Since this post is generally already quite random, I thought I’d take a second to comment on one of my biggest pet peeves.  I *hate* it when you’re about to get ready to either start an all-nighter, or tackle a big project that will take a long time, and all you can hear in the next room is SNORING.  There are people in the next room, SLEEPING.  IN TOTAL BLISS.  NOT FAIR.  Right now that person is my sister.

It bothers me when I hear her snore from the other side of the wall.

It also tempts me greatly….to go into her room ….

and cuddle with her….

The past two days

Days 44 and 45

Gratitude:  Grateful today for beautiful weather so I could ride my bike happily.  Yesterday I was grateful for friends who give the best hugs ever and know exactly how to tackle and beat down the stress that’s eating away at me.  Right now, I’m grateful for whoever is playing the saxophone so soulfully in my apartment building.

Meditation:  Totally did not meditate yesterday.  Meant to do it before bed, but instead passed out while doing assignments at my desk and I guess I crawled over to my bed in my sleep because I do not remember getting there.
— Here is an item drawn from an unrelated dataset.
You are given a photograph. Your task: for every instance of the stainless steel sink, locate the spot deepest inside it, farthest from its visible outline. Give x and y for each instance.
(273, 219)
Yoga:  Yesterday I did thursday’s class–the easier one of the week.  It’s a Restorative Class so it’s not the most intense.  Just what the doctor ordered towards the end of a wild week.   Today I was going to attempt going to a studio like I set out to do everyday this week, but as with each day this week, that plan failed and instead I did Friday’s class which was quite nice.  It’s Stretch and Strength day.  So definitely more push-ups than I care to do…but still good!

Food Awareness:  Going to start a detox next week with my intern at school so I’m mentally preparing myself for that.

Nature Appreciation: Mentha piperita…this is Peppermint.  Most people are familiar with it as people often drink it as a tea for gastrointestinal complaints or to help calm the nerves.  It can be quite helpful with intestinal colic, flatulence, nausea related to pregnancy or motion, and in ulcerative colitis and Crohn’s (when taken as enteric-coated capsules).  It’s also useful for fevers, colds, nasal and sinus congestion, and headache (especially if it’s caused by digestive reasons).  If you’re feeling hysterical, stressed, tense and anxiety-ridden (like ME right now), this is the tea you want to be taking.